Sin embargo, aquí se nota cuando habla de un tema ya canonizado. Al referirse al arte que era contemporáneo en las décadas de 1910, 1920, 1930, etc., es indulgente y equilibrado, valioso en su reflexión. Es decir, con un toque de humor y un excelente manejo de la anécdota, no deja de recordarnos que los más anarquistas entre los artistas respetaban ciertos convencionalismos (es decir, además del de seguir esa tendencia ideológica); que una discusión sobre boñiga (así escribe él) y orinales permitió que La Fuente de Duchamp llegará hasta donde llegó; que eso haya sido una paradoja (“el artista que acabó aburriéndose del arte resultó ser a la larga más influyente que Picasso”); que (Bürger dixit) la recuperación neovanguardista fue “más neo que dadá” (ja, ja, ja). En fin. Por eso, y por olvidarse de analizar algunas vertientes artísticas más allá del entorno preestablecido, el libro sirve como material de consulta. Amigos estudiantes de historia del arte del siglo XX, pueden iniciar por aquí, hay poca teoría.

Capítulo aparte merecen sus menciones sobre Debord, la recuperación de Isidore Isou, la manera como mide el efecto de Howl entre tanta gente, el análisis del aburrimiento como “el más grave daño colateral producido por la modernidad”. Todo ello con la intención, no hay que olvidarlo de  decirnos que mientras la utopía política desapareció, la estética domina el orbe con una vulgaridad impune. Qué cosa que Roger Shattuck y el ya mencionado Peter Bürger hayan tratado de resolver el asunto, que no hayan pontificado y que, lo mejor, no hayan tratado de cerrar cada brecha que abrían. Bueno, Bürger pontificó y perdió, pero no era tan divertido haciéndolo.

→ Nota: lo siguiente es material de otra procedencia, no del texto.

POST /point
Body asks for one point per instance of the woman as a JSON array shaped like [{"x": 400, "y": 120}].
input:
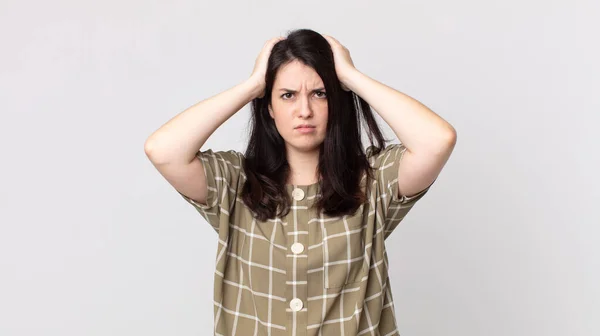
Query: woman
[{"x": 303, "y": 214}]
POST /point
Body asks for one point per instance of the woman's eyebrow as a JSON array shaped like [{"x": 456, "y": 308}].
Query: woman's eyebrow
[{"x": 294, "y": 91}]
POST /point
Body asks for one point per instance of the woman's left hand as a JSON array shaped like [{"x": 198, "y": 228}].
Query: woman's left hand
[{"x": 341, "y": 59}]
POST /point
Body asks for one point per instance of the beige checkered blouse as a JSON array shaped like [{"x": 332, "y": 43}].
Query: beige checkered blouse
[{"x": 306, "y": 273}]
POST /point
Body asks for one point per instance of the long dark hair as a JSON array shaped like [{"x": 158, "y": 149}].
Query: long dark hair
[{"x": 342, "y": 160}]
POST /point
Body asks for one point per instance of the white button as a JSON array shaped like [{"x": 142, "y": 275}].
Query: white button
[
  {"x": 296, "y": 304},
  {"x": 297, "y": 248},
  {"x": 298, "y": 194}
]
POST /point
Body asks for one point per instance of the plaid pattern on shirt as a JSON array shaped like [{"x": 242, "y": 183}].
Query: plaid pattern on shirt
[{"x": 304, "y": 274}]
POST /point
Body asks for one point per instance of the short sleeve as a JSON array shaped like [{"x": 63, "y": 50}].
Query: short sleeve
[
  {"x": 385, "y": 167},
  {"x": 223, "y": 171}
]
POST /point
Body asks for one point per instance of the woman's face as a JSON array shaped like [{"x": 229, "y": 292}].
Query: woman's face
[{"x": 298, "y": 97}]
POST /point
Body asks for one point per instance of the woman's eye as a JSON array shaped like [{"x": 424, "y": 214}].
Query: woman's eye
[{"x": 319, "y": 94}]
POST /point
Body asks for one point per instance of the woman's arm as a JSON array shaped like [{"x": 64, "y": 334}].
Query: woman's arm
[
  {"x": 178, "y": 140},
  {"x": 429, "y": 139}
]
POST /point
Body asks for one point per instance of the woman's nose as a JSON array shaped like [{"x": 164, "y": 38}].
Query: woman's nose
[{"x": 305, "y": 108}]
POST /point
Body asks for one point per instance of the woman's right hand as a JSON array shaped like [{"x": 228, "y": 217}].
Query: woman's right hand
[{"x": 260, "y": 66}]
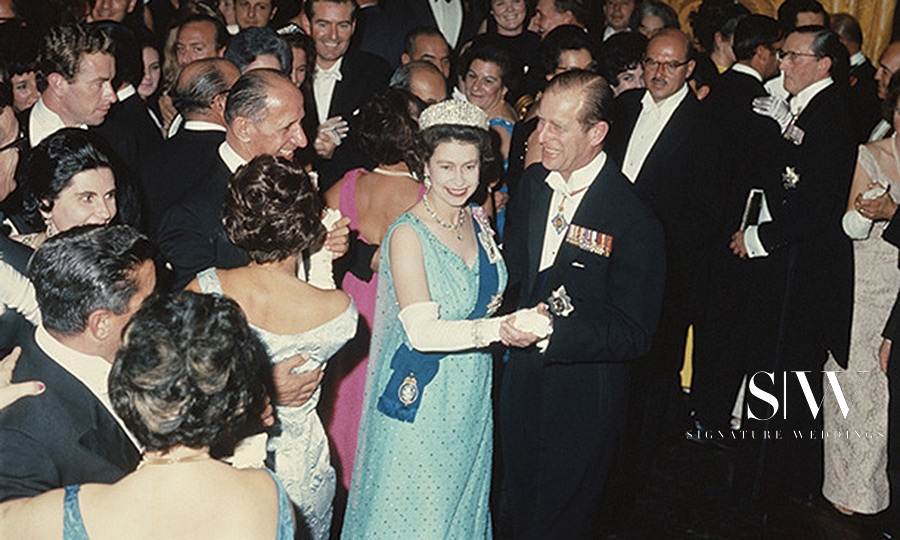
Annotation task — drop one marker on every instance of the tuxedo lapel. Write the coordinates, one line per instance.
(537, 224)
(670, 139)
(585, 216)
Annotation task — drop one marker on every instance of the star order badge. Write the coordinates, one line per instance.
(560, 303)
(790, 178)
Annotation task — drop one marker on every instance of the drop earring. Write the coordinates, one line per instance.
(49, 229)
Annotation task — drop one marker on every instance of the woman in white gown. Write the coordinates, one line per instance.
(273, 211)
(856, 478)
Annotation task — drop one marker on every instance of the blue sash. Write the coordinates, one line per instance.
(413, 369)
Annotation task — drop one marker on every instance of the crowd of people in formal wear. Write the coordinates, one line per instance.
(428, 269)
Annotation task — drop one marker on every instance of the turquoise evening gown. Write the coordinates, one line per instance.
(430, 478)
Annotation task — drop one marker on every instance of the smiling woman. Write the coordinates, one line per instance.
(68, 181)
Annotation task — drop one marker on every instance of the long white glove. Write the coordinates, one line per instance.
(428, 333)
(775, 108)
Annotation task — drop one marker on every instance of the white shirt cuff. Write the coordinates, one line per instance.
(753, 244)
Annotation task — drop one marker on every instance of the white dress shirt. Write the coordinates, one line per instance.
(752, 242)
(569, 195)
(746, 70)
(323, 87)
(43, 122)
(650, 123)
(92, 371)
(448, 16)
(203, 125)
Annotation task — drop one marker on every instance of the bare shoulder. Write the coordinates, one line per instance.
(333, 195)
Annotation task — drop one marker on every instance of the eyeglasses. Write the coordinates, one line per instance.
(791, 56)
(670, 66)
(20, 142)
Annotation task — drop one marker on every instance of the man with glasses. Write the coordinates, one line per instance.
(179, 166)
(665, 146)
(801, 270)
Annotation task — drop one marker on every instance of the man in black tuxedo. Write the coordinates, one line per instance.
(263, 114)
(580, 239)
(345, 78)
(748, 140)
(664, 142)
(865, 107)
(75, 69)
(89, 282)
(888, 64)
(801, 269)
(176, 168)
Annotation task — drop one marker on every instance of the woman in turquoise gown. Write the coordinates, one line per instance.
(423, 461)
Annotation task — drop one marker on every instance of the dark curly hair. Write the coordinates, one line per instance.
(272, 210)
(52, 164)
(387, 130)
(190, 372)
(429, 139)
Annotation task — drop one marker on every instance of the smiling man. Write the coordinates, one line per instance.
(75, 69)
(248, 13)
(345, 78)
(578, 239)
(262, 116)
(663, 142)
(801, 263)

Hay algo en lo que me sentí aludido, lo cual le da un impulso histórico a mi eterna repetición en esferapublica:

“Pero las demandas que hacía la AWC, Women in the Arts o la Black Emergency Coalición, iban encaminadas en la dirección errónea. No se proponían eliminar los prejuicios, sino reclamar, como si fuera un derecho para todo aquel que se sintiera oprimido, marginado o minusvalorado, un espacio en los museos. Más que demandar igualdad de oportunidades, demandaban poder: salas de exposición, cuotas en las juntas administrativas, influencia en las políticas culturales.”

Potente reflejo. Somos tantos quienes nos miramos allí. ¡Abandonemos los museos!